# Another Q-learning tryout on Santa's uncertain bags

We reduce the number of possible states corresponding to 1000 bags to states corresponding to 1 bag. Problem of filling 1000 bags will be translated to the optimal usage of policy and action-value function on varying environment. The last is given by the array of available gifts which decreases when bags are filled.


## States 

A state is characterized by a vector of size `(N_TYPES)`. For example, `s=[1,0,1,0,0,0,0,0,0]`. The initial state is when the null vector or a customly defined vector. Terminal states are defined by state's score. 

How many state there are? There are at most `10^N_TYPES` states.


## Actions

Action is to add a toy to the bag following the list of available toys. For example, action is a integer value corresponding to the toy index.


## Rewards

Action reward can be defined by the score of the bag where a toy has been added.

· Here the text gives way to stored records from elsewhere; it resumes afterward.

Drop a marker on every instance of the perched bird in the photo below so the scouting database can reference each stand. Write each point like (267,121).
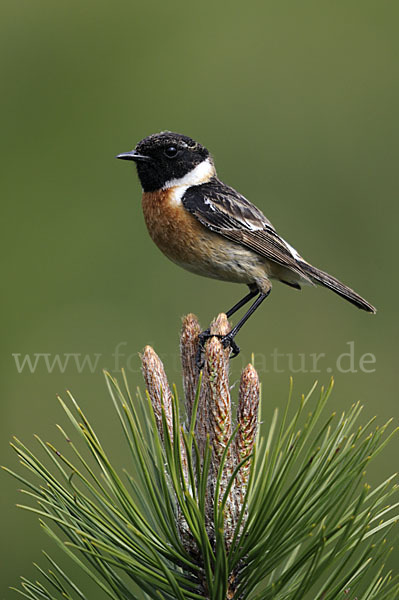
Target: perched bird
(208,228)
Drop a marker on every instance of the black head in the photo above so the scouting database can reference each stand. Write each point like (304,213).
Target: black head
(165,156)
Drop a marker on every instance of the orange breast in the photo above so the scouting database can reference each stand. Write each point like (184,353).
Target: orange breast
(177,233)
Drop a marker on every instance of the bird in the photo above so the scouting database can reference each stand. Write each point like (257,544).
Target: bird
(207,227)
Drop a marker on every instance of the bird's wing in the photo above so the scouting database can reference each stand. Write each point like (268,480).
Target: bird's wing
(223,210)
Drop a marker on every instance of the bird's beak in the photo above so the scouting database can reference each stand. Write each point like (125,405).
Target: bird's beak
(132,155)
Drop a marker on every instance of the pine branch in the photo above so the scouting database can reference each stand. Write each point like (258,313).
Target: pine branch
(213,509)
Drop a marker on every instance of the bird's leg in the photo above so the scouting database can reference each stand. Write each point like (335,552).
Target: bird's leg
(228,340)
(205,335)
(242,302)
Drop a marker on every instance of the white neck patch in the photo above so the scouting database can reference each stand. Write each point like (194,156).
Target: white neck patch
(200,174)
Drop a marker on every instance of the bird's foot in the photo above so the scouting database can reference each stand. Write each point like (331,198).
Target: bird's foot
(226,340)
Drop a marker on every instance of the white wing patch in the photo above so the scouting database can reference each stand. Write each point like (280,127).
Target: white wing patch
(292,250)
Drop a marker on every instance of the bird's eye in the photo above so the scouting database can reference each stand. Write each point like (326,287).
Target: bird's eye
(171,151)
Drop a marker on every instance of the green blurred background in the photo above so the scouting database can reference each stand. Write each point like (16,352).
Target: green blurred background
(298,102)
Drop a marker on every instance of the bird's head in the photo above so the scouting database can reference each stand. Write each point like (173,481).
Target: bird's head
(168,159)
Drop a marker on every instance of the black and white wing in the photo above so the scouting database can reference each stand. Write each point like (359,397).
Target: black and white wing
(223,210)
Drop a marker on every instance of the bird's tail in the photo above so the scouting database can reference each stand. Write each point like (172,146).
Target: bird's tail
(322,278)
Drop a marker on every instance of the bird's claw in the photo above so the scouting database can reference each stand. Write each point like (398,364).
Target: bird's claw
(226,340)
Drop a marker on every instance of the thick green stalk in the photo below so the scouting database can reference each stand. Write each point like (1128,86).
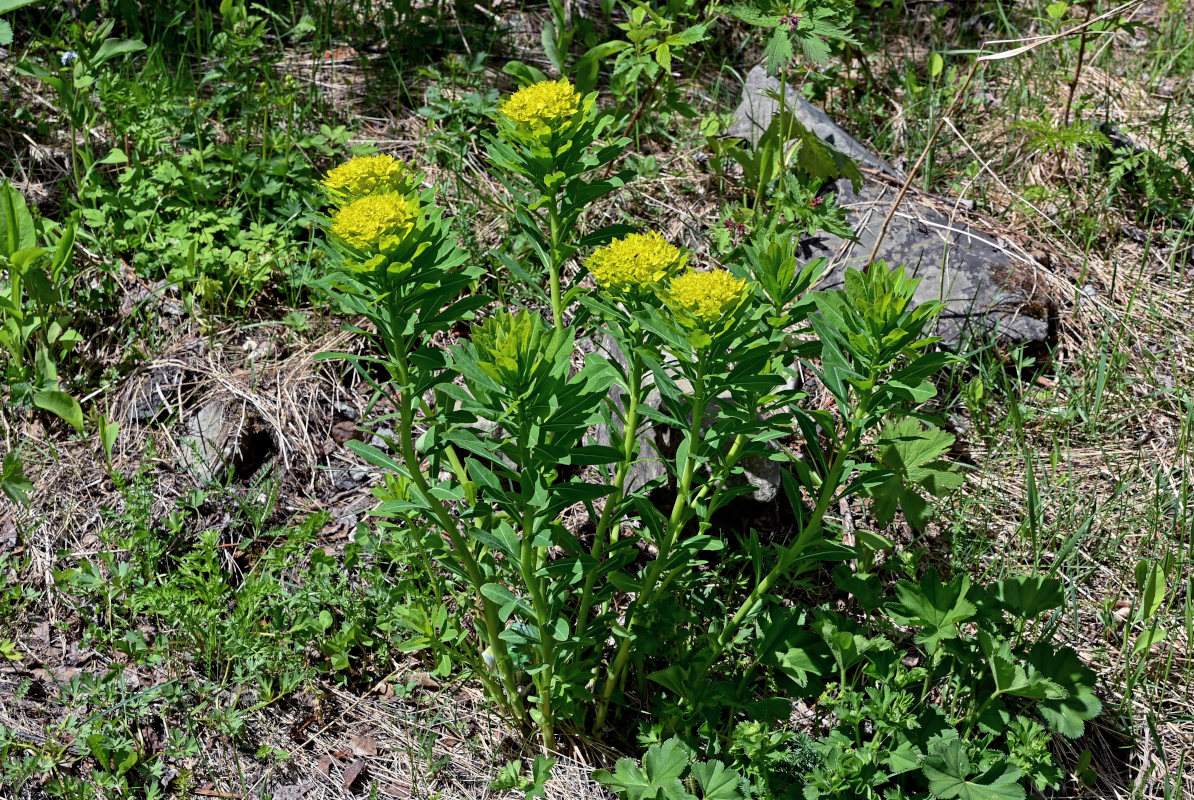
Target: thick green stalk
(675,522)
(720,484)
(555,265)
(490,611)
(629,439)
(812,529)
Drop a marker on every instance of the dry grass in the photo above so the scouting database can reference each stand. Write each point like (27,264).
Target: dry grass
(1118,296)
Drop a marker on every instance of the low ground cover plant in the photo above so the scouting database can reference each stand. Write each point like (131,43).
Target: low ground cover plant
(494,441)
(572,331)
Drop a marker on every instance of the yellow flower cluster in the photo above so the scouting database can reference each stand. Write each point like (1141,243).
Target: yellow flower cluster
(702,299)
(542,106)
(370,174)
(369,222)
(640,260)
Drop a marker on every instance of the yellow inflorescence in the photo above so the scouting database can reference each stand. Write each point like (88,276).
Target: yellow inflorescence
(370,174)
(542,105)
(640,260)
(370,221)
(702,299)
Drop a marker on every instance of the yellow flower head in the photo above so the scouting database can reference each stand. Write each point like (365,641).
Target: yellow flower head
(640,260)
(370,174)
(375,221)
(541,108)
(703,299)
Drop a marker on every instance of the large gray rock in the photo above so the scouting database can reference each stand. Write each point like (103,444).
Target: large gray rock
(209,441)
(973,272)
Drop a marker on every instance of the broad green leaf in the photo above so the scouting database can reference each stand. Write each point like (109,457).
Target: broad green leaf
(61,404)
(16,222)
(13,482)
(951,775)
(779,51)
(657,779)
(718,782)
(1062,665)
(935,607)
(112,48)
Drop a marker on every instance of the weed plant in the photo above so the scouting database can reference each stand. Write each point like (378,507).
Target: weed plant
(516,388)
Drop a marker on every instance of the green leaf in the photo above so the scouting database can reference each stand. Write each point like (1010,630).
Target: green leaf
(658,779)
(910,450)
(718,782)
(61,404)
(951,775)
(1056,11)
(524,73)
(16,222)
(752,16)
(1150,582)
(1065,715)
(777,53)
(936,63)
(935,607)
(112,48)
(13,5)
(508,602)
(1028,596)
(13,482)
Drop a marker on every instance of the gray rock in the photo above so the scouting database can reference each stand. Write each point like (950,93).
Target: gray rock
(209,441)
(972,271)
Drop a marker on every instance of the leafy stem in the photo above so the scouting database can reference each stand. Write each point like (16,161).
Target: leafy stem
(675,523)
(603,537)
(812,529)
(490,611)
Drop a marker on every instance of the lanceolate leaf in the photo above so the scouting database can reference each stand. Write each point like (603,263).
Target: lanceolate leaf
(951,775)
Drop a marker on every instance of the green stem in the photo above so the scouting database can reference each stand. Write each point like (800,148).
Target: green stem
(602,539)
(719,484)
(555,265)
(490,611)
(530,559)
(812,529)
(675,522)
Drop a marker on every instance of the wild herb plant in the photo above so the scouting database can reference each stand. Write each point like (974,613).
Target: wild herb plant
(493,436)
(36,326)
(74,79)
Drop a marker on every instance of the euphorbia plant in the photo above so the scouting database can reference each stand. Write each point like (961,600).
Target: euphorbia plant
(496,438)
(545,154)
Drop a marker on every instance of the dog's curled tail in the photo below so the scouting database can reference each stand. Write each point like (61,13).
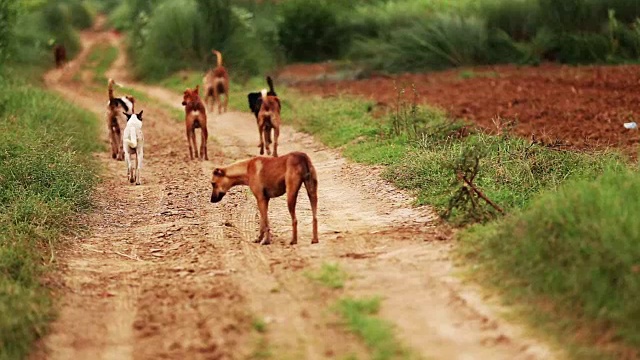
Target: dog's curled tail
(132,140)
(218,56)
(111,83)
(270,82)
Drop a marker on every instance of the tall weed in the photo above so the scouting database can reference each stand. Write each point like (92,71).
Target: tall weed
(181,34)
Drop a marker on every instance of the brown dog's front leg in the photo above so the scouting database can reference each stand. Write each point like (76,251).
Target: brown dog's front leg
(263,206)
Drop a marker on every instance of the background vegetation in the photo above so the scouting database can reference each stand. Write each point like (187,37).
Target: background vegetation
(401,35)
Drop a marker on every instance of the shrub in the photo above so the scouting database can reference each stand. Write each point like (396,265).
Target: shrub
(311,30)
(439,42)
(181,34)
(79,14)
(518,18)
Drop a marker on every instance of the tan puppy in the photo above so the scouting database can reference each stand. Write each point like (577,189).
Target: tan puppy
(195,118)
(269,118)
(270,177)
(216,83)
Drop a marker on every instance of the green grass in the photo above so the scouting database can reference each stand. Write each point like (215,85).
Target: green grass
(360,318)
(329,275)
(46,178)
(576,248)
(100,59)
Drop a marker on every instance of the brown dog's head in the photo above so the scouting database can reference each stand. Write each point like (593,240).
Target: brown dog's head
(220,184)
(190,95)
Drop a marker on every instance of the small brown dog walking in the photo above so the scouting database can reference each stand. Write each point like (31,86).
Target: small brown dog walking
(268,119)
(268,178)
(195,118)
(60,55)
(216,83)
(115,108)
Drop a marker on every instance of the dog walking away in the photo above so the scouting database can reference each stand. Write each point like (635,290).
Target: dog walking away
(268,178)
(195,118)
(116,107)
(133,144)
(255,98)
(60,55)
(268,119)
(216,83)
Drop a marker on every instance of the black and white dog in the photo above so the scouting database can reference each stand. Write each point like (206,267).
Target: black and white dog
(133,143)
(255,98)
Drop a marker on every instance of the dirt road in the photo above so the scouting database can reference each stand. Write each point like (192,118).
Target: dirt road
(166,274)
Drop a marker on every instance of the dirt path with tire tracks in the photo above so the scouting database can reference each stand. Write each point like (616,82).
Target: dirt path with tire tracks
(166,274)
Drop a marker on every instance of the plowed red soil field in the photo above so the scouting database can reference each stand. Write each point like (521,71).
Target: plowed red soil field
(584,107)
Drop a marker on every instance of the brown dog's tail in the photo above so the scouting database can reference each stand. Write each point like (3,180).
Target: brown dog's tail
(270,82)
(218,57)
(111,83)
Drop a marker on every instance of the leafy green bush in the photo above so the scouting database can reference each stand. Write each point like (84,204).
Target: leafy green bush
(79,14)
(181,34)
(311,30)
(518,18)
(43,25)
(576,247)
(439,42)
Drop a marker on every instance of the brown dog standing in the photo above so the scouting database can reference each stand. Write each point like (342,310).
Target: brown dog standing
(195,117)
(269,118)
(115,108)
(270,177)
(216,83)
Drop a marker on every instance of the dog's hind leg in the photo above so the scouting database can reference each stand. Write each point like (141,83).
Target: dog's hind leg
(264,238)
(261,145)
(204,135)
(114,143)
(130,170)
(139,157)
(293,186)
(266,139)
(192,143)
(276,134)
(311,184)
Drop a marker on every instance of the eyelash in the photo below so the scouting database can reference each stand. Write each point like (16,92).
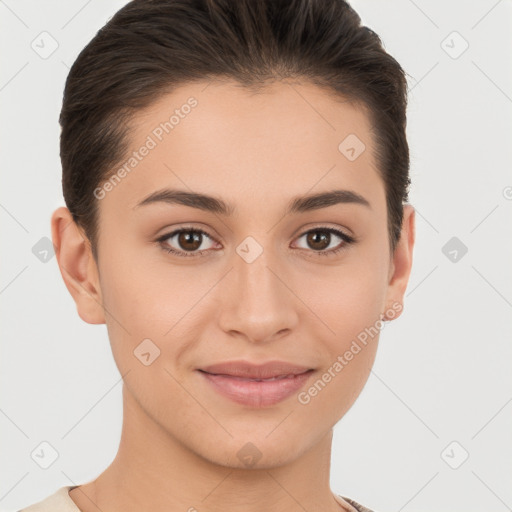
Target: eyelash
(347,240)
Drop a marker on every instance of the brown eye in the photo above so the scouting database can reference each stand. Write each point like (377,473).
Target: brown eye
(319,239)
(187,242)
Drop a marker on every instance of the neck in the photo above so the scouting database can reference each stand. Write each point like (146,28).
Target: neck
(155,471)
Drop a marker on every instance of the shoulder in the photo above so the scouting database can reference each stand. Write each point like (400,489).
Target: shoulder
(357,506)
(59,501)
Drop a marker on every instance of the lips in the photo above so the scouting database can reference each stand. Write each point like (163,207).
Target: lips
(256,386)
(243,370)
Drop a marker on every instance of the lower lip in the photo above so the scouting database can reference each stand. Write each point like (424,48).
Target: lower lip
(254,393)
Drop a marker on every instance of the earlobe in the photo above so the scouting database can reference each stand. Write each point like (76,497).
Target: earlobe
(77,266)
(401,263)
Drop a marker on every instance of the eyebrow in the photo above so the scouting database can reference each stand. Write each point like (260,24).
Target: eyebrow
(216,205)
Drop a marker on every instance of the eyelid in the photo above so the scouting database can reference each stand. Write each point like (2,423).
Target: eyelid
(347,239)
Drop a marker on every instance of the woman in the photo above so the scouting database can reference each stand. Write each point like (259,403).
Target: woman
(236,179)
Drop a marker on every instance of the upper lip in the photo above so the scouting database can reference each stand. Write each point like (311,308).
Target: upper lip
(255,371)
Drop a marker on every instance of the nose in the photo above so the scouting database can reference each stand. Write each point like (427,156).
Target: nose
(257,302)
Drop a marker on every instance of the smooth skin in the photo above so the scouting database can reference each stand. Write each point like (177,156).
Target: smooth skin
(180,441)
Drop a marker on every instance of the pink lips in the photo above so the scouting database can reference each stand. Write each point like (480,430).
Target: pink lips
(256,385)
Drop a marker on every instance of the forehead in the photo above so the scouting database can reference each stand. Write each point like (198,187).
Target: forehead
(219,138)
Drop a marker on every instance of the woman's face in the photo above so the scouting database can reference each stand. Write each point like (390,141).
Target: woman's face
(260,282)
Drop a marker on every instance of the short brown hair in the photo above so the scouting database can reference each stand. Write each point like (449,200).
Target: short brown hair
(150,47)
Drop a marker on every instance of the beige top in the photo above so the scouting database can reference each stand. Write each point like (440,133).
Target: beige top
(61,501)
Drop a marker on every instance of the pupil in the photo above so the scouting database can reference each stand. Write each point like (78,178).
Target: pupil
(322,239)
(190,237)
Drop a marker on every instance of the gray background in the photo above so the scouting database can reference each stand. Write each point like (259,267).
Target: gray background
(441,386)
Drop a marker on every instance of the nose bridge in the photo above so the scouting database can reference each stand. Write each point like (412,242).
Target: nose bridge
(256,302)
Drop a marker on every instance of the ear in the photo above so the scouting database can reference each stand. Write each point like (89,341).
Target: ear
(401,265)
(77,266)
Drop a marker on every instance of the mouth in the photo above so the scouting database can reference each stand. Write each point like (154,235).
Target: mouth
(256,386)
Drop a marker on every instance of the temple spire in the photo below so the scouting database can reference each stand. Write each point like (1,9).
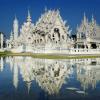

## Q-learning: Off-Policy Temporal Difference Control

In this algorithm we estimate action-value function $Q(s,a)$ as :
$$
Q(S_t,A_t) \leftarrow Q(S_t,A_t) + \alpha \left[ R_{t+1} + \gamma \max_{a} Q(S_{t+1}, a) - Q(S_t,A_t) \right], \, Q(\cal{S}^{+},a)=0
$$

**Algorithm**
<br>
<div style="background-color: #aaaaaa; padding: 10px; width: 75%; border: solid black; border-radius: 5px;">

    Initialize $Q(s, a)$, for all $s \in \cal{S}$, $a \in \cal{A}(s)$, arbitrarily, and $Q(\text{terminal-state}, \cdot) = 0$<br>
    Repeat (for each episode):<br>
    &emsp;Initialize $S$<br>
    &emsp;Choose $A$ from $S$ using policy derived from $Q$ (e.g., $\epsilon$-greedy)<br>
    &emsp;Repeat (for each step of episode):<br>
    &emsp;&emsp;Take action $A$, observe $R$, $S'$<br>
    &emsp;&emsp;$Q(S,A) \leftarrow Q(S,A) + \alpha \left[ R + \gamma \max_{a}Q(S', a) - Q(S,A) \right]$<br>
    &emsp;&emsp;$S \leftarrow S'; \, A \leftarrow A';$<br>
    &emsp;until $S$ is terminal
</div>

In [1]:
# https://ipython.org/ipython-doc/3/config/extensions/autoreload.html
%load_ext autoreload
%autoreload 2

In [2]:
import matplotlib.pyplot as plt
%matplotlib inline



In [3]:
from time import time
from copy import deepcopy
import numpy as np
np.random.seed(2017)

from collections import defaultdict
import heapq

import logging
logging.getLogger().setLevel(logging.DEBUG)

In [4]:
import sys
sys.path.append('../common')
from utils import weight3 as weight_fn, weight_by_index
from utils import bag_weight, score, mean_n_sigma, score_stats
from utils import MAX_WEIGHT, AVAILABLE_GIFTS, GIFT_TYPES, N_TYPES, N_BAGS

In [5]:
REJECTED_BAGS_THRESHOLD = 0.015
NEGATIVE_REWARD = -5000
POSITIVE_REWARD = 1000

In [6]:
def step_reward(rejected):    
    return 1.0 if rejected < REJECTED_BAGS_THRESHOLD else -rejected*10

def take_action(state, action):
    new_state = state.copy()
    new_state[action] += 1
    return new_state

def is_available(state, available_gifts, gift_types=GIFT_TYPES):
    for v, gift_type in zip(state, gift_types):
        if available_gifts[gift_type] - v < 0:
            return False
    return True

def update_available_gifts(available_gifts, state, gift_types=GIFT_TYPES):
    for v, gift_type in zip(state, gift_types):
        assert available_gifts[gift_type] - v >= 0, "Found state is not available : {}, {}".format(state, available_gifts)
        available_gifts[gift_type] = available_gifts[gift_type] - v
        
def state_to_str(state):
    return state.tolist().__str__()

def find_value(action, actions_values, return_index=False):
    for i, (v, a) in enumerate(actions_values):
        if action == a:
            if return_index:
                return v, i
            return v
    raise Exception("No action={} in actions_values={}".format(action, actions_values))
    
def has_action(actions_values, action, return_index=False):
    for i, (v, a) in enumerate(actions_values):
        if action == a:
            if return_index:
                return True, i
            return True
    if return_index:
        return False, None
    return False

In [9]:
NULL_ACTIONS_VALUES = [(POSITIVE_REWARD, None)]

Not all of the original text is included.